Because $M_i^1$ and $M_i^0$ are both partitions of the sampling space, we can use the Law of Iterated Expectations to find:
\begin{align*}
\esp{Y^{1,M_i^1}_i} &= \esp{Y^{1,M_i^1}_i|M^1_i=1}\Pr(M^1_i=1)+\esp{Y^{1,M_i^1}_i|M^1_i=1}\Pr(M^1_i=0)\\
\esp{Y^{0,M_i^0}_i} &= \esp{Y^{0,M_i^0}_i|M^0_i=1}\Pr(M^0_i=1)+\esp{Y^{0,M_i^0}_i|M^1_i=1}\Pr(M^0_i=0)
\end{align*}
The difference between the two terms is the definition of $\Delta^Y_{TT}$.

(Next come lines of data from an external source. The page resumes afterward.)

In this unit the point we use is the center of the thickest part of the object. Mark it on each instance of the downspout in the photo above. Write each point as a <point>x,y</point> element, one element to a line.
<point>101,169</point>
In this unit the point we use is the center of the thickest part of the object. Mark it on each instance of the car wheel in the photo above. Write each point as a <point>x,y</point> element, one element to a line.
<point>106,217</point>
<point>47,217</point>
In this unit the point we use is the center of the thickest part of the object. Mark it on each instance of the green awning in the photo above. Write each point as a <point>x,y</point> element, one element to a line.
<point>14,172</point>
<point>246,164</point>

This proves the first part of the theorem.
Note that, under Assumptions \@ref(hyp:seqindepss), \@ref(hyp:seqrassval) and especially \@ref(hyp:seqMono):
\begin{align*}
\esp{Y_i|R_i^1=1,M_i=1,R_i^2=1} & -\esp{Y_i|R_i^1=1,M_i=1,R_i^2=0}\\
& = \esp{Y^{11}_i|M^1_i=1} -\esp{Y^{10}_i|M^1_i=1}\\
& = \esp{Y^{11}_i|T_i=a}\Pr(T_i=a|M_i^1=1)+\esp{Y^{11}_i|T_i=c}\Pr(T_i=c|M_i^1=1)\\
& \phantom{=}-\esp{Y^{10}_i|T_i=a}\Pr(T_i=a|M^1_i=1)-\esp{Y^{10}_i|T_i=c}\Pr(T_i=c|M^1_i=1)\\
& = \esp{Y^{11}_i-Y^{10}_i|T_i=a}\Pr(T_i=a|M_i^1=1)\\
& \phantom{=}+\esp{Y^{11}_i-Y^{10}_i|T_i=c}\Pr(T_i=c|M_i^1=1).
\end{align*}
By the same reasoning, we also have:
\begin{align*}
\esp{Y_i|R_i^1=0,M_i=1,R_i^2=1} & -\esp{Y_i|R_i^1=0,M_i=1,R_i^2=0}\\
& = \esp{Y^{11}_i|M^0_i=1} -\esp{Y^{10}_i|M^0_i=1}\\
& = \esp{Y^{11}_i-Y^{10}_i|T_i=a}.
\end{align*}
Finally, using Bayes Law and the fact that:
\begin{align*}
\Pr(M_i=1|R_i^1=1) & = \Pr(M^1_i=1) = \Pr(T_i=a)+\Pr(T_i=c)\\
\Pr(M_i=1|R_i^1=0) & = \Pr(M^0_i=1) = \Pr(T_i=a),
\end{align*}
we have that $\Pr(T_i=a|M_i^1=1)=\frac{\Pr(T_i=a)}{\Pr(T_i=a)+\Pr(T_i=c)}$ and $\Pr(T_i=c|M_i^1=1)=\frac{\Pr(T_i=c)}{\Pr(T_i=a)+\Pr(T_i=c)}$.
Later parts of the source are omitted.